Consider bits type storage
Description
Activity
Ruslan Kashapov December 13, 2022 at 11:31 AMEdited
final change introducing dedicated Bits artifact
https://git.opendaylight.org/gerrit/c/yangtools/+/103659
addresses https://git.opendaylight.org/gerrit/c/yangtools/+/102901/comments/e0f469a5_4d2d8317
Ruslan Kashapov December 1, 2022 at 12:23 PMEdited
changes below are obsolete and can abandoned
https://git.opendaylight.org/gerrit/c/yangtools/+/102901
https://git.opendaylight.org/gerrit/c/yangtools/+/103058
https://git.opendaylight.org/gerrit/c/mdsal/+/103029
Ivan Martiniak October 18, 2022 at 11:14 AMEdited
I have a few questions regarding this issue, compared to https://lf-opendaylight.atlassian.net/browse/MDSAL-746, I was working with bit values (0 or 1).

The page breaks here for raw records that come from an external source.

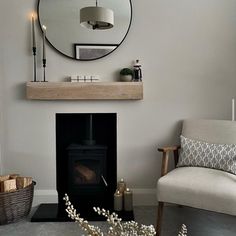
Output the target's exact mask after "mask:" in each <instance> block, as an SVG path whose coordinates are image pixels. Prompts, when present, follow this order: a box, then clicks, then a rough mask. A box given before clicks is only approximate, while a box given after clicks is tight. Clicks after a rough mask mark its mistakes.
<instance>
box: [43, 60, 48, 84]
mask: <svg viewBox="0 0 236 236" xmlns="http://www.w3.org/2000/svg"><path fill="white" fill-rule="evenodd" d="M43 82H48V81H46V59H43Z"/></svg>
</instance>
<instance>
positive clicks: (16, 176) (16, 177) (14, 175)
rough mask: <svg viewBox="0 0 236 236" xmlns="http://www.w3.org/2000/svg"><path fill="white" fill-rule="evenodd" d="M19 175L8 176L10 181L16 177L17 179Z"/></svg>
mask: <svg viewBox="0 0 236 236" xmlns="http://www.w3.org/2000/svg"><path fill="white" fill-rule="evenodd" d="M19 176H20V175H19V174H10V177H9V178H10V179H16V178H17V177H19Z"/></svg>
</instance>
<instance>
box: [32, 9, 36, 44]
mask: <svg viewBox="0 0 236 236" xmlns="http://www.w3.org/2000/svg"><path fill="white" fill-rule="evenodd" d="M34 21H35V20H34V15H33V14H32V38H33V48H35V47H36V42H35V29H34Z"/></svg>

In this case, storing these values was pretty straightforward, as these primitive types consist of booleans.
However currently, I do not work with bit values, I work with bit names only. Hence, if will transform Set<String> to Integer,
I still need to have this set of string names stored somewhere and mapped to the bit position.
1. How is envisioned to replace Set<String> with Set backed by primitive data types such as int, long, and byte[]?
2. How would this lower storage requirement when this set of bit names still needs to exist?
3. What exactly is meant by offset-to-name mapping?
@Robert Varga do you have any thoughts/advice?
YANG 'bits' type is currently mapped to a Set<String>. This has pros (like model-independence) and cons (storage overhead).
Assuming schema-informedness, we should be able to provide a Set which is backed by an int (or a long, or a byte[]) plus a offset-to-name mapping. This would lower our storage requirements in places where we can assume such a mapping.